Il Tasaki Ginza (2010), reinterpretazione del tipico edificio-flagship store tokyota, è un esempio significativo della riflessione sul ruolo urbano del prospetto architettonico. La House O (2018), un volume scavato da un patio e avvolto in un rivestimento impermeabile, ma anche la House M (2018), entrambe nella capitale nipponica, sono case unifamiliari che ricercano una possibile privacy domestica nella metropoli ad alta densità. Il Nobeoka Station Area Project a Miyazaki (2018) sfuma i confini tra lo spazio dei flussi e gli altri programmi, tra cui una biblioteca pubblica, per ancorare la stazione al quartiere che la circonda.
Nei migliori progetti di Inui Architects, come il Kyoai Commons a Gunma (2012), la maglia strutturale e le partizioni interne si limitano a suggerire la delimitazione degli ambiti funzionali, senza imporla. È lo svolgimento delle diverse pratiche da parte di chi abita l’edificio a chiarire la loro estensione nello spazio; l’utilizzo di diaframmi trasparenti assicura la massima permeabilità sul piano visuale.
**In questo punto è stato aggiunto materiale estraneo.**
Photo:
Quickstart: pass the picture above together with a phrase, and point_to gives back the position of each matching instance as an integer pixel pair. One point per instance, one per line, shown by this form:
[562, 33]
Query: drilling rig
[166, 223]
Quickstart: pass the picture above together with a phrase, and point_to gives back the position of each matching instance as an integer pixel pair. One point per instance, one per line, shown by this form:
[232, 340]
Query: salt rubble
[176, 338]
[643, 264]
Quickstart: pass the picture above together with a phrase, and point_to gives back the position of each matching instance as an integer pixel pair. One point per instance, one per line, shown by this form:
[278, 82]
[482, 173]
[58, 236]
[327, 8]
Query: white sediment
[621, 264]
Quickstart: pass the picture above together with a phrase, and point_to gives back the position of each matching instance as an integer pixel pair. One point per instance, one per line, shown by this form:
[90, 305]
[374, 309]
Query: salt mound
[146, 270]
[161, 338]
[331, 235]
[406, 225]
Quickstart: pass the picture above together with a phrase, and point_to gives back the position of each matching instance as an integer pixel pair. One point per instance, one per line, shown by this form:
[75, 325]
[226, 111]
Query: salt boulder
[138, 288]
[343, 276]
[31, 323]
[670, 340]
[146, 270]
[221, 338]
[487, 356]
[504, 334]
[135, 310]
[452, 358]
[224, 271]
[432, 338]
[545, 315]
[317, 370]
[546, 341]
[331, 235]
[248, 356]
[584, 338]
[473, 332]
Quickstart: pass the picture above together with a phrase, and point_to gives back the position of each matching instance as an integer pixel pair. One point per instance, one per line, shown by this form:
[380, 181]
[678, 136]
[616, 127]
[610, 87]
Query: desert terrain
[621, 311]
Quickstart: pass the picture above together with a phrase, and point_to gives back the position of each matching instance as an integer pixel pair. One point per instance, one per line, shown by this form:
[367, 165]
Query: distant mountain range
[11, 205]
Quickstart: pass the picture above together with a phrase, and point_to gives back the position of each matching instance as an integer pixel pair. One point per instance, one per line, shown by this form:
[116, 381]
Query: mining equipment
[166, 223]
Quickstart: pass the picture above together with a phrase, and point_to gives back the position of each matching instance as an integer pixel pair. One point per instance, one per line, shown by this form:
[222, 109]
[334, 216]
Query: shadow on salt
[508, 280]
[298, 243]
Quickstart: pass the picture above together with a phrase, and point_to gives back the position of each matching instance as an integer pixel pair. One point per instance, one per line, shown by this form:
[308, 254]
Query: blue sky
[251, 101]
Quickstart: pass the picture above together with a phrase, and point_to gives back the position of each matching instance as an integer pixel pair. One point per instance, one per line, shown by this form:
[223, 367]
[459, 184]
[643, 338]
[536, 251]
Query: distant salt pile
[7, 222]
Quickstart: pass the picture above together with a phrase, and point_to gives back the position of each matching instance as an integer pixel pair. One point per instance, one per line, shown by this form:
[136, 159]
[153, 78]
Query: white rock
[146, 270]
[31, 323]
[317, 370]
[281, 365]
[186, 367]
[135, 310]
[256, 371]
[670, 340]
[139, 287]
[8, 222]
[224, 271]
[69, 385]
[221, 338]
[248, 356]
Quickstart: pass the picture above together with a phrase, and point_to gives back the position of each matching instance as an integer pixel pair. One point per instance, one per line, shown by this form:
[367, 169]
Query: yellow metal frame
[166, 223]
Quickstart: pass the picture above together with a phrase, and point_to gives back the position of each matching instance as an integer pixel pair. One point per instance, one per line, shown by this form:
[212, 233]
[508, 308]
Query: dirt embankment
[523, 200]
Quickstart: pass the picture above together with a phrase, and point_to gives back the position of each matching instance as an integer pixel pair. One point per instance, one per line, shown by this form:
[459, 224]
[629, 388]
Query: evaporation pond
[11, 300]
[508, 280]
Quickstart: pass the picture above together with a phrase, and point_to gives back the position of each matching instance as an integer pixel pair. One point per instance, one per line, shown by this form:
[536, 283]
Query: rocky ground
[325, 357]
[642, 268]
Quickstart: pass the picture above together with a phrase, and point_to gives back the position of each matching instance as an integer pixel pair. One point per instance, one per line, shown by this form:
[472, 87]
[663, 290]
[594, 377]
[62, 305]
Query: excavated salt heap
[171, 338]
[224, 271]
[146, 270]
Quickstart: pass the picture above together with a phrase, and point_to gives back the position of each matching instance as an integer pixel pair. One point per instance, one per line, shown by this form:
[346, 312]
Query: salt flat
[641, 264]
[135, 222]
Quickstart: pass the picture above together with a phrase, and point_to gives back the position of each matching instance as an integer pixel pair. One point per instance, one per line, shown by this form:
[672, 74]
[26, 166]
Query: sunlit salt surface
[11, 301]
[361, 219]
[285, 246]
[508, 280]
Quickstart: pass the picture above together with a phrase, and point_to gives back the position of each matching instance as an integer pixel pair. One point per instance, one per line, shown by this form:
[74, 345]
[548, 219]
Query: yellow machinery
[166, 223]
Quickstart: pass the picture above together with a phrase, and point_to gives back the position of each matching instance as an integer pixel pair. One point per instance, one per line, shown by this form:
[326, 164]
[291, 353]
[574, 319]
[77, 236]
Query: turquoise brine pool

Nel 2012, lo studio è uno dei quattro partecipanti al Padiglione Giapponese alla 13a Mostra Internazionale di Architettura della Biennale di Venezia, curato da Toyo Ito e vincitore del Leone D’Oro. È il primo capitolo di un’indagine ormai quasi decennale sulla ricostruzione post-tsunami, che si concretizza nella realizzazione dell’ossario per i defunti del Great East Earthquake di Otuchi (2017) e del complesso scolastico di Iwate (completato nel 2018).